Research Focuses on Three Veins
While research has primarily focused on such patient characteristics as collateral status and ischemic changes, the venous system has been relatively overlooked, Dr. Jansen said.
In their research, Dr. Jansen and senior author, Renė van den Berg, MD, PhD, Department of Radiology, Academic Medical Center, University of Amsterdam, hypothesized that venous outflow — as indicated on CTA — could be a marker for determining how well a patient’s circulation is working.
“We thought that if the blood is going through the tissue and coming out, the tissue must be functioning in some way — or least the microcirculation is functioning,” Dr. Jansen said. "This would indicate that the patient had less damage."
But if venous drainage is totally absent in the hemisphere in which the occlusion is located, we theorized that the microcirculation is damaged in some way so that blood is going in, but not coming out. So we started thinking about how to grade this.”
With the idea of determining levels of venous drainage that are markers for severe damage, Dr. Jansen and colleagues chose to examine three veins (the superficial middle cerebral vein, the vein of Labbe, and the sphenoparietal sinus) that are primarily responsible for draining the territory surrounding the middle cerebral artery — the area most commonly affected by massive strokes.
Their study was based on the dataset taken from the Multicenter Clinical Trial of Endovascular Treatment for Acute Ischemic Stroke in the Netherlands (MR CLEAN) held between 2000 and 2014. From that database, Dr. Jansen and colleagues retrospectively analyzed patients with baseline CT angiograms.
“We looked at each of the three veins individually,” Dr. Jansen said. “We looked at their opacification compared to the contralateral hemisphere and assessed whether there was no, moderate or full opacification of the vein.
Each of the veins was graded by a neurologist on a 0- to 2-point scale (0 = not visible, 1 = moderate opacification, and 2 = full opacification). A total sum was then calculated, which resulted in a cortical vein opacification score (COVES) ranging from 0 to 6.
The researchers found that patients with a COVES score of 0 — no opacification in any of the three veins — gained no benefit from IAT, while patients with a venous opacification (COVES score > 0) did benefit from the procedure.
Specifically, Dr.
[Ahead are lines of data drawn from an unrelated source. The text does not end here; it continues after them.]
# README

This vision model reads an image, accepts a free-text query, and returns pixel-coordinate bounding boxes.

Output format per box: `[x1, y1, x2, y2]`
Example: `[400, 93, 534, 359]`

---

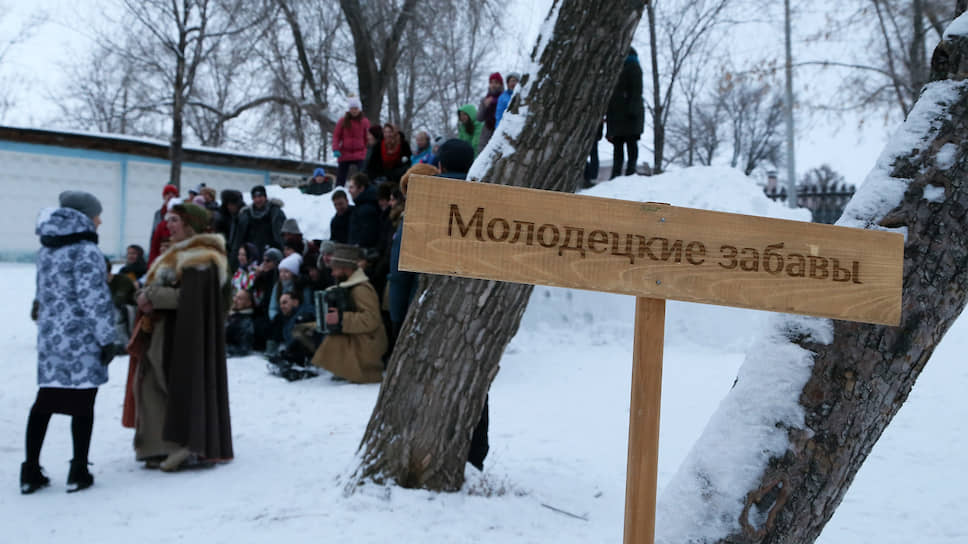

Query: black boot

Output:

Jansen and his colleagues determined that in patients with a COVES score of 0 there was no shift toward a better functional outcome (adjusted common odds ratio: 1.0; 95 percent confidence interval (CI)) compared to a larger shift in patients with a COVES score greater than 0 (adjusted common odds ratio: 2.2; 95 percent CI).
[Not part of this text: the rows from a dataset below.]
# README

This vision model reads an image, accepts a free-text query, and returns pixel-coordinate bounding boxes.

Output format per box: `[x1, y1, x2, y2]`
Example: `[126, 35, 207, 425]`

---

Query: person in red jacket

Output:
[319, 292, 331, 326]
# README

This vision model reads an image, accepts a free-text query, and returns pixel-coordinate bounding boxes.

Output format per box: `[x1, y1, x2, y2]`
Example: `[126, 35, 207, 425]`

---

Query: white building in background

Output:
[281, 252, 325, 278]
Additionally, they found that mortality rates in patients with a COVES score of 0 at 7 and 30 days (18.7 percent and 26 percent respectively) were higher than those in patients with a COVES score greater than 0 (5.8 percent and 13.4 percent respectively).
“The results were pretty clear cut and what we expected,” Dr. Jansen said. “Findings indicated that if a person has a severely damaged brain due to stroke, the venous drainage will also be impacted and it can be assessed in the way we proposed.”
More Research Needed Before Clinical Use
In terms of using this patient selection method in the clinic, Dr. Jansen said more research is needed to confirm the results of this study. He added that using one particular parameter for patient selection for IAT may not be the best option.
“I think a combination of factors is the way to go here,” he said. “Maybe a combination of a collateral grade with a COVES score can add to the prognostic value of both parameters and give a more complete picture of what is going on with cerebral vasculature during a stroke.”